The Muscadettes – Side A

The possibilities of what one can do with a reverb-drenched electric guitar may be endless. Faced with this statement, two options are available: experiment like hell, or stick with what you know. Montreal five-piece The Muscadettes, led by a pair of twin sisters, choose the latter option to great success; operating in the same surf rock vein that’s guaranteed listeners for acts ranging from the Beach Boys to Best Coast to The Drums, they craft innately appealing, insanely catchy songs that require genuine effort to dislike. Without innovating or bearing any sort of pretense, they sonically channel clear blue skies and crisp, crashing waves on Side A‘s five tracks. Centerpiece and single “Pearl and Oyster” serves as the best example of this craft: its opening guitars attack with layers of echo and overdrive without sounding cheesy or overdone, and its vocals sound seductive without appearing insincere. “I’m a ripple on your subconscious,” begins the song’s second verse; after only a short time, so too becomes Side A. (You can read our review of Side A here.)

Pale Blue – The Past We Leave Behind

Mike Simonetti left his role as a top player at record label Italians Do It Better to found both new label 2MR and IDIB-sounding outfit Pale Blue. The Past We Leave Behind thus seems like a very deliberate album title, although musically, it’s incredibly retro-gazing too. As with much of Italians Do It Better’s output, it borrows from the Italo disco trends of kraut-like synth loops and ominous bass lines so popular in the 1970s. “Dusk in Paris” steadies itself on the push and shove of a repetitive, thick, digital undertow, and hosts Lower Dens’ Jana Hunter as a guest vocalist attempting her take on the genre’s frequent female lead vocals. “Distance to the Waves” features a more immediately engaging synthetic pattern that recalls Simonetti’s former labelmates Glass Candy, and “The Eye” sounds like it was accidentally left off one of Atari’s first video game scores. Although Simonetti has left parts of his previous life behind, he’s still fully wrapped in other aspects of music’s past.

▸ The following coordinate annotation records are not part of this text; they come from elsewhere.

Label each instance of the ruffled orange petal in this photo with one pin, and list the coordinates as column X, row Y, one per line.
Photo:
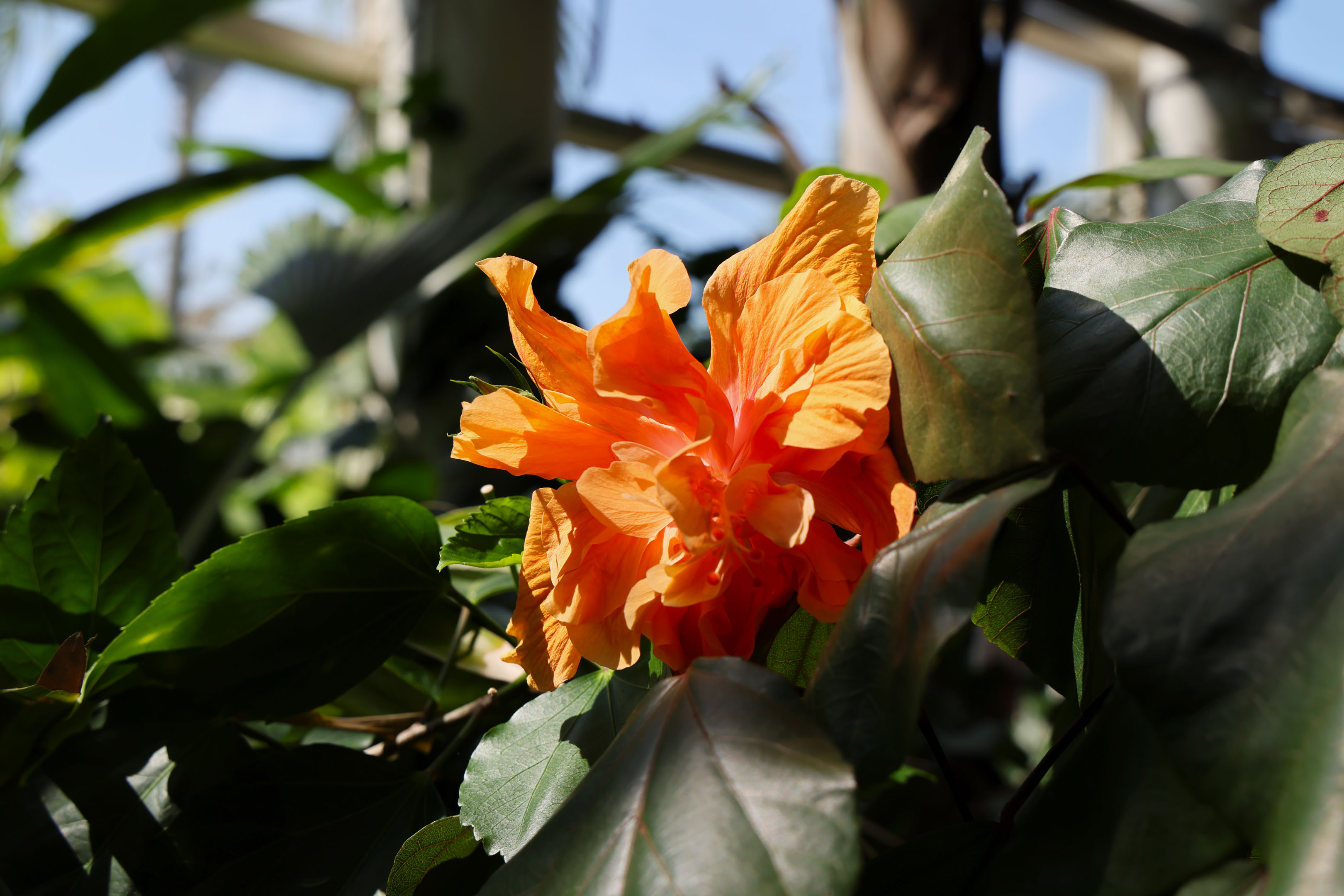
column 864, row 495
column 554, row 351
column 833, row 569
column 811, row 371
column 830, row 231
column 507, row 432
column 639, row 359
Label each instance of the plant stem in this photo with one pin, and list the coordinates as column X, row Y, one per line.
column 1029, row 786
column 959, row 794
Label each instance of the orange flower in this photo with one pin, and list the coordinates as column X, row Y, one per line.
column 701, row 499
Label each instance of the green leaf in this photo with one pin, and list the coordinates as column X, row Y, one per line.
column 138, row 213
column 1113, row 820
column 797, row 647
column 897, row 222
column 955, row 308
column 1041, row 243
column 292, row 617
column 1144, row 171
column 1032, row 602
column 1170, row 347
column 1226, row 628
column 917, row 593
column 95, row 539
column 718, row 784
column 492, row 536
column 1300, row 207
column 428, row 848
column 83, row 375
column 523, row 770
column 129, row 30
column 804, row 180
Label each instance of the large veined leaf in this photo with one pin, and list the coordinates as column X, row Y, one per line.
column 1301, row 207
column 426, row 850
column 955, row 308
column 1113, row 820
column 718, row 784
column 492, row 536
column 917, row 593
column 290, row 618
column 1226, row 628
column 129, row 30
column 523, row 770
column 96, row 539
column 1144, row 171
column 1170, row 347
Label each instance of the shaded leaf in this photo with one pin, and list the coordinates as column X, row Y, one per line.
column 797, row 647
column 428, row 848
column 1170, row 347
column 523, row 770
column 292, row 617
column 955, row 308
column 65, row 671
column 689, row 800
column 917, row 593
column 129, row 30
column 1041, row 243
column 95, row 539
column 1300, row 207
column 897, row 222
column 1144, row 171
column 1225, row 629
column 492, row 536
column 1113, row 820
column 804, row 180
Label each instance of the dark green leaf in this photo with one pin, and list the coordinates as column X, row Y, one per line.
column 718, row 784
column 867, row 687
column 804, row 180
column 1144, row 171
column 897, row 222
column 1226, row 628
column 955, row 308
column 1041, row 243
column 428, row 848
column 129, row 30
column 1300, row 207
column 1113, row 820
column 141, row 212
column 96, row 541
column 291, row 617
column 797, row 647
column 492, row 536
column 1032, row 599
column 523, row 770
column 1170, row 347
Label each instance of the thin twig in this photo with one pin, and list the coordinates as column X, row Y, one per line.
column 959, row 796
column 1029, row 786
column 1100, row 497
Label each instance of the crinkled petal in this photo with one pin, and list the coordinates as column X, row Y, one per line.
column 554, row 351
column 507, row 432
column 830, row 231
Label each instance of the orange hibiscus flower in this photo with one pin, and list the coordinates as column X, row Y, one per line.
column 701, row 499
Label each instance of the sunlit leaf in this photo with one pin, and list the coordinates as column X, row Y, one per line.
column 955, row 308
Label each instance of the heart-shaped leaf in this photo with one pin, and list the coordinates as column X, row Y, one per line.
column 718, row 785
column 1226, row 628
column 1170, row 347
column 955, row 308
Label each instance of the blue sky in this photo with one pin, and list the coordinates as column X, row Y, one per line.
column 657, row 65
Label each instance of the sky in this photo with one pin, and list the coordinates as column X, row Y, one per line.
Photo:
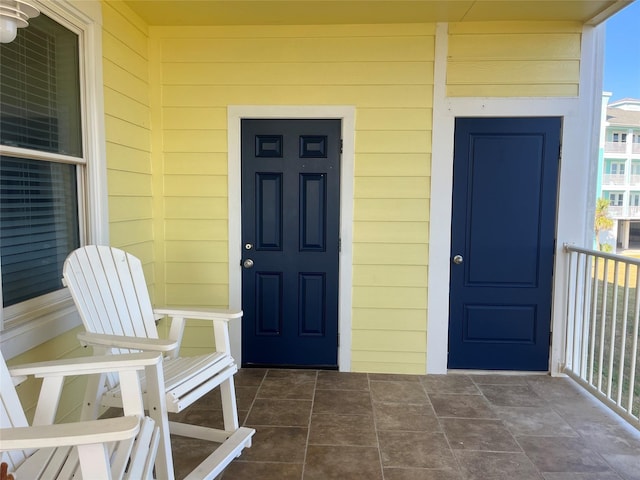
column 622, row 54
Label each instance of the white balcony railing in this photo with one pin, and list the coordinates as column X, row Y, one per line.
column 615, row 147
column 603, row 315
column 613, row 179
column 616, row 211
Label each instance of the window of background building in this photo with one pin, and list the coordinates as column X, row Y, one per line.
column 620, row 137
column 615, row 199
column 42, row 162
column 617, row 168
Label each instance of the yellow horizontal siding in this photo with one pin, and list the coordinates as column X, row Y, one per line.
column 390, row 254
column 122, row 183
column 513, row 72
column 391, row 232
column 271, row 72
column 397, row 164
column 196, row 251
column 390, row 275
column 389, row 297
column 117, row 50
column 194, row 118
column 124, row 24
column 293, row 31
column 394, row 187
column 385, row 71
column 122, row 132
column 388, row 341
column 143, row 251
column 198, row 272
column 520, row 46
column 408, row 96
column 389, row 319
column 195, row 207
column 195, row 163
column 115, row 75
column 391, row 209
column 531, row 90
column 401, row 48
column 390, row 119
column 128, row 135
column 368, row 141
column 195, row 141
column 513, row 59
column 377, row 357
column 129, row 232
column 196, row 186
column 204, row 229
column 126, row 158
column 124, row 208
column 197, row 295
column 125, row 108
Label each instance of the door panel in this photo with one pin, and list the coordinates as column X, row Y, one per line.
column 290, row 231
column 503, row 227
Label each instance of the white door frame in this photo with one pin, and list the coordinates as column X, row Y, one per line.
column 347, row 115
column 576, row 188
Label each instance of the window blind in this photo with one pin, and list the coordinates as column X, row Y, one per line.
column 39, row 89
column 38, row 226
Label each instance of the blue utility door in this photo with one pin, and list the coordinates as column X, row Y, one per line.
column 502, row 242
column 290, row 242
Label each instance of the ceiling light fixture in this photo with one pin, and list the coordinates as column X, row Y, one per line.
column 14, row 14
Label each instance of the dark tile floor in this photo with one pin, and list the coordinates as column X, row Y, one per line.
column 324, row 425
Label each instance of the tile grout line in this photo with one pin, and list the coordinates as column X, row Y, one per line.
column 306, row 445
column 444, row 434
column 375, row 427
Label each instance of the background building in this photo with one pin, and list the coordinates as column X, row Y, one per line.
column 619, row 172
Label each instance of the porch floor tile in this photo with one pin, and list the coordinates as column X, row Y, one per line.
column 322, row 425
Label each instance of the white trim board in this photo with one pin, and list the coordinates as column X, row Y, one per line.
column 347, row 115
column 575, row 184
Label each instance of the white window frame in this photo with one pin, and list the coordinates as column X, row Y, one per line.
column 28, row 324
column 619, row 137
column 619, row 168
column 616, row 199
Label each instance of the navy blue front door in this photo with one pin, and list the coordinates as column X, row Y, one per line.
column 290, row 242
column 502, row 242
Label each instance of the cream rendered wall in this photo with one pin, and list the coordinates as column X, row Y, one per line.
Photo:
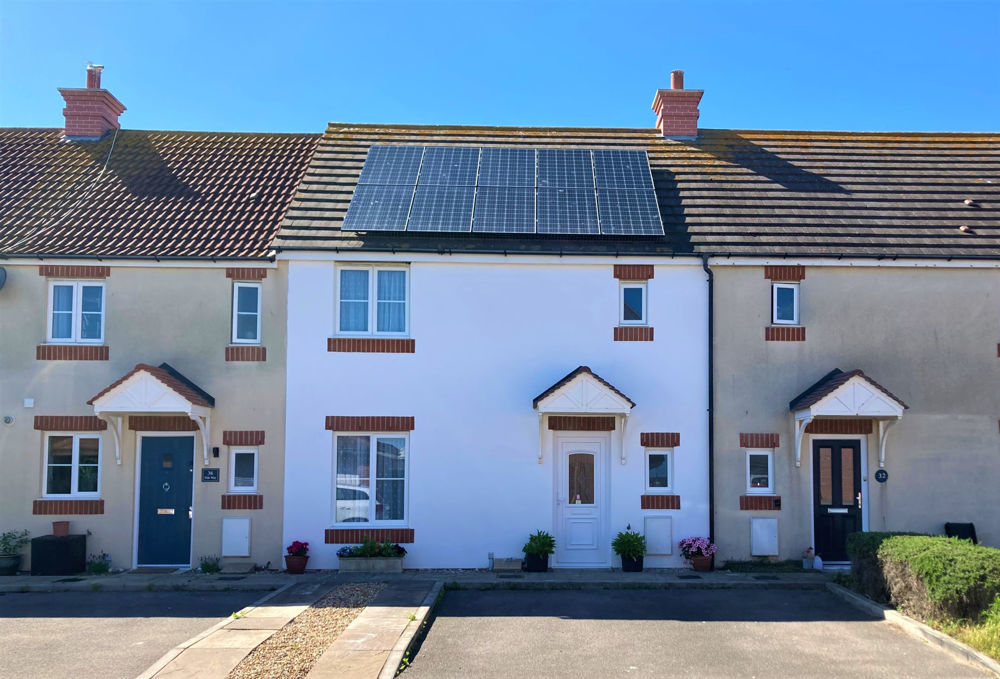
column 490, row 336
column 175, row 314
column 929, row 335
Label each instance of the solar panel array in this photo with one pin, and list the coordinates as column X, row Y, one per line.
column 505, row 190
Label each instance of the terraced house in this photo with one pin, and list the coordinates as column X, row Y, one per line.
column 142, row 332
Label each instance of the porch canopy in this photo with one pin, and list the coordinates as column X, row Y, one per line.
column 582, row 392
column 153, row 390
column 846, row 395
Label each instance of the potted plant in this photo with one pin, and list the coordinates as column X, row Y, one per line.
column 630, row 545
column 295, row 560
column 372, row 557
column 11, row 543
column 536, row 551
column 699, row 552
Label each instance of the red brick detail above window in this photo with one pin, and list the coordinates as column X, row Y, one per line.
column 659, row 439
column 242, row 501
column 371, row 345
column 73, row 271
column 246, row 273
column 760, row 502
column 758, row 440
column 69, row 423
column 785, row 333
column 633, row 333
column 660, row 502
column 250, row 352
column 634, row 272
column 581, row 423
column 64, row 507
column 350, row 536
column 242, row 438
column 72, row 352
column 368, row 423
column 839, row 427
column 785, row 273
column 161, row 423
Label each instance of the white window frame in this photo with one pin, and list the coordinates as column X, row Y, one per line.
column 372, row 270
column 642, row 285
column 794, row 287
column 77, row 323
column 669, row 489
column 233, row 488
column 75, row 465
column 372, row 470
column 236, row 292
column 770, row 473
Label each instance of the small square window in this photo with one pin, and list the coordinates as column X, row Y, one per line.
column 785, row 303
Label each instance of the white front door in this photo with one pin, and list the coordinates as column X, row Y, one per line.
column 581, row 501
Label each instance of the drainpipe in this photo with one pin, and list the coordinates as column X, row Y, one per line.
column 711, row 398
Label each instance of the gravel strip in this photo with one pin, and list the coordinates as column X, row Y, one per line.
column 292, row 651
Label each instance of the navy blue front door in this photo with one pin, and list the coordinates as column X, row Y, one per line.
column 165, row 479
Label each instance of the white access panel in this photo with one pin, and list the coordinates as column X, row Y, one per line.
column 236, row 536
column 763, row 537
column 659, row 535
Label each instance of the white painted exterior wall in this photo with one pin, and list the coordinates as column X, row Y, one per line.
column 492, row 333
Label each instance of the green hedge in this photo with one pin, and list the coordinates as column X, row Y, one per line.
column 929, row 576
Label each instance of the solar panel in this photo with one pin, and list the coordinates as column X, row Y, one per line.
column 565, row 168
column 621, row 169
column 504, row 209
column 628, row 213
column 391, row 165
column 449, row 166
column 507, row 167
column 378, row 208
column 442, row 208
column 567, row 211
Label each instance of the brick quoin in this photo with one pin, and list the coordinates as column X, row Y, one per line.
column 760, row 502
column 368, row 423
column 633, row 333
column 634, row 272
column 659, row 439
column 343, row 536
column 785, row 273
column 577, row 423
column 69, row 423
column 371, row 345
column 660, row 502
column 758, row 440
column 72, row 352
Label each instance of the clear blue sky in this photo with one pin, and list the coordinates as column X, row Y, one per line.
column 293, row 66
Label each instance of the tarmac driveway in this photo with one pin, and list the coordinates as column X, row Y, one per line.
column 102, row 634
column 668, row 633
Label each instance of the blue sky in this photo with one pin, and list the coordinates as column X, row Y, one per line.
column 293, row 66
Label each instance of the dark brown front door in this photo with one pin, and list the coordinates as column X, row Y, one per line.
column 836, row 496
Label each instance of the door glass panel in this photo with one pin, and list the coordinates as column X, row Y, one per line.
column 581, row 479
column 825, row 476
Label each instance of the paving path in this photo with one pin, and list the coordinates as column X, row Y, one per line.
column 668, row 633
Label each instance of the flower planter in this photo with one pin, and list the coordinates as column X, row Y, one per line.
column 296, row 565
column 371, row 564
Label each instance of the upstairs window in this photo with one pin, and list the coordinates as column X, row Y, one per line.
column 372, row 300
column 76, row 312
column 785, row 303
column 246, row 313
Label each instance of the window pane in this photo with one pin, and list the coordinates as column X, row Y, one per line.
column 658, row 471
column 759, row 471
column 633, row 304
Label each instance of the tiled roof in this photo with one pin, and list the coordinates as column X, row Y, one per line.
column 163, row 194
column 726, row 193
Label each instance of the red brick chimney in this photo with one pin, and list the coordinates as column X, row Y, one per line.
column 91, row 111
column 677, row 108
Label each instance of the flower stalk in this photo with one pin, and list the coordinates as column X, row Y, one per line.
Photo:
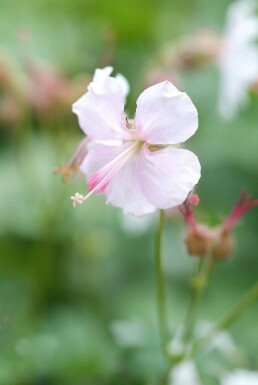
column 160, row 284
column 199, row 283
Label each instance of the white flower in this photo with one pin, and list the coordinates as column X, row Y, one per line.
column 184, row 373
column 136, row 164
column 238, row 60
column 240, row 377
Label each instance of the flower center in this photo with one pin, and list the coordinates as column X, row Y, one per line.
column 98, row 182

Shana Falana – Set Your Lightning Fire Free

A few too many critics have complained that there isn’t anything left with which to experiment in shoegaze, but Shana Falana is proving them wrong. Set Your Lightning Fire Free, her newest album, splices roaring guitar work with drums so reverberant that they might be influenced by African and tribal rhythms. The album shifts the weight of the psychedelic experience to the percussion, a rare technique in a genre so reliant on the guitar to bear its emotional heft. “Anything,” arguably the most distinctly shining song present, pounds away with percussive precision; “Second Skin” breezes by on thunderous drums. But when snares and cymbals aren’t doing the job, Falana’s guitar is growling just as potently; it defines the steady murk of “Go” and the blissful surges of “There’s A Way.” Falana often stages a battle between guitar and drums, and the loud rallying cries of each team imparts a blaring strength to Set Your Lightning Fire Free that makes the album undeniable.

Weed – Running Back

They’re not named after the drug. Rather, this Weed refers to weeding people out of your life, and removing all negative influences from your existence. Given that they write music in a shoegaze vein so frequently trodden these days, it’s great that they put extra effort into excising the haters. Yet they really needn’t do so; there’s a spark and a charm to their approach that distinguishes their songs from the countless other artists citing similar influences. Opening track “Muscles” is aptly named; its guitars cascade with a force and potency not that often felt in this genre, and its vocals sound far weightier than many of its’ competitors words. This strength continues throughout Running Back, an album that suggests that imitation can be just as captivating as innovation, and pulls off the uncommon feat of exciting from within previously established stylistic confines.